I am in a situation where I have a query space Q and a key space K, both filled with N d-dimensional real vectors (N ≈ 10^6, d ≈ 50). For each query q, I want to find the k≈10 keys k_i that have the highest inner products with q. One may assume that both keys and queries are normally distributed. Ideally, I would have a solution that solves this problem for N=10^6 in +- 1 second on a powerful GPU. An approximate solution is acceptable.
Any reference to an efficient algorithm or implementation would be appreciated.
Especially if it is O(N log N) algorithm (total for all queries).

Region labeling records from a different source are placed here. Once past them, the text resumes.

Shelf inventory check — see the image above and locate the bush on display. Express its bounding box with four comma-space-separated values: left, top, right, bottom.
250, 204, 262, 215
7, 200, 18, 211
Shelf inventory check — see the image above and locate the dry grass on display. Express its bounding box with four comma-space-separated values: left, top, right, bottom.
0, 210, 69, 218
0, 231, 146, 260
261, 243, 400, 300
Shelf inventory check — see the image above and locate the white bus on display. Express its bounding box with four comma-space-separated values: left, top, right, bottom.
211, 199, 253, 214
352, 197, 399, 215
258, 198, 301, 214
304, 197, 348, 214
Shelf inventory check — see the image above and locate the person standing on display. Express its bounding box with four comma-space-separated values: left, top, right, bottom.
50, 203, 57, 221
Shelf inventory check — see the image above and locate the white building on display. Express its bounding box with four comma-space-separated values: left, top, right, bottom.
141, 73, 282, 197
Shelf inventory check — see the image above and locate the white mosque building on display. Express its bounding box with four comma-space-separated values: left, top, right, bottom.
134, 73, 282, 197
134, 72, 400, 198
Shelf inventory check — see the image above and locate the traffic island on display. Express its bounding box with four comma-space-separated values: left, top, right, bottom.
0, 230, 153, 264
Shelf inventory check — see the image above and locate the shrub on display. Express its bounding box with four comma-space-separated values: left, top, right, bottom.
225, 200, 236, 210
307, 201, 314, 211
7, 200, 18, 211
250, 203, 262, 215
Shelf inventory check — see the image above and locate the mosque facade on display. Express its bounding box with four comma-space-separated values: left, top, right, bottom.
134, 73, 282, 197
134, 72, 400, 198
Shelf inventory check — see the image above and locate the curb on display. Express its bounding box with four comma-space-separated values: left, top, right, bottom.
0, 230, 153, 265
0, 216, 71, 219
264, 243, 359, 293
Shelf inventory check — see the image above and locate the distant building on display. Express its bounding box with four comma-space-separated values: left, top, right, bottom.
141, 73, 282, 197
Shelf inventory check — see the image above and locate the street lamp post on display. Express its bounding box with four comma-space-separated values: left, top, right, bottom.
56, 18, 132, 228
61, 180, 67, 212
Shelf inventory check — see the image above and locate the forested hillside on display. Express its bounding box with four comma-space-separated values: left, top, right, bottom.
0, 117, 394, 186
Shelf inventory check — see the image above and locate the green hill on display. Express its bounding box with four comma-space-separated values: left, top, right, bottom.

It seems to me that this should be possible by creating some kind of binary search tree on the keys, but I have found no algorithm or implementation yet with that complexity.
I know of the following implementations:
-
FAISS
-> solves it in around 20s on an RTX 2060
-> seems subquadratic, but not O(N log N), see diagram -
Annoy
-> didn’t try but it seems from the README that every query needs to be processed sequentially … -
TorchPQ
-> I tried it and it seems incredibly slow … But that is probably because you need to add the keys one by one, which is very inefficient. -
The algorithm proposed in the paper: Maximum Inner-Product Search using Tree Data-structures
-> uses a branch-and-bound algorithm on ball trees
-> I created a Pytorch C++ extension that does this, but it is orders of magnitudes slower because it runs on a CPU. -
Asymmetric Locality Sensitive Hashing (ALSH), like in this paper. The only implementation that I found is this Github repo. However, it does not have GPU support, so I doubt that it will be faster than FAISS.